Superfluid-droplet crossover in a binary boson mixture on a ring: Exact diagonalization solutions for few-particle systems in one dimension

TL;DR

This paper uses exact diagonalization to study how quantum droplets form in a one-dimensional binary boson mixture, revealing how self-binding influences rotational excitations and comparing few-body results with mean-field theories.

Contribution

It provides the first exact diagonalization analysis of superfluid-droplet crossover in a 1D binary boson system, connecting few-body and many-body behaviors.

Findings

Formation of self-bound droplets at critical interactions

Transition from superfluid to rigid body rotational spectra

Good agreement between exact few-body results and extended Gross-Pitaevskii theory

Abstract

We investigate the formation of self-bound quantum droplets in a one-dimensional binary mixture of bosonic atoms, applying the method of numerical diagonalization of the full Hamiltonian.

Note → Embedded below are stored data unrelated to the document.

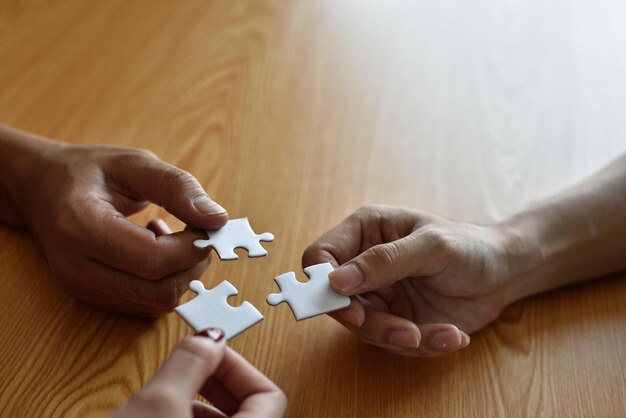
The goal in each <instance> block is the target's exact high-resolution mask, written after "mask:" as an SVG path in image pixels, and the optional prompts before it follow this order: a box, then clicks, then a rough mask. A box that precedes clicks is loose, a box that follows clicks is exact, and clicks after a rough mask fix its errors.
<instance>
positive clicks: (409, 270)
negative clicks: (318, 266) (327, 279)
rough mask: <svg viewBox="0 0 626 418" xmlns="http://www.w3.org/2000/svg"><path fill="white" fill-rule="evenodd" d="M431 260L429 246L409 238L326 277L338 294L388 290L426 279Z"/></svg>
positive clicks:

The excitation spectra and ground-state pair correlations signal the formation of a few-boson droplet when crossing the region of critical inter-species interactions. The self-binding affects the rotational excitations, displaying a change in the energy dispersion from negative curvature, associated with superfluidity in the many-body limit, to a nearly parabolic curvature indicative of rigid body rotation. We exploit two global symmetries of the system to further analyze the few-body modes in terms of transition matrix elements and breathing mode dynamics. The exact results are compared to the usual ad-hoc inclusion of higher-order contributions in the extended Gross-Pitaevskii equation, showing a remarkable agreement between the few-body regime and the thermodynamic limit in one dimension.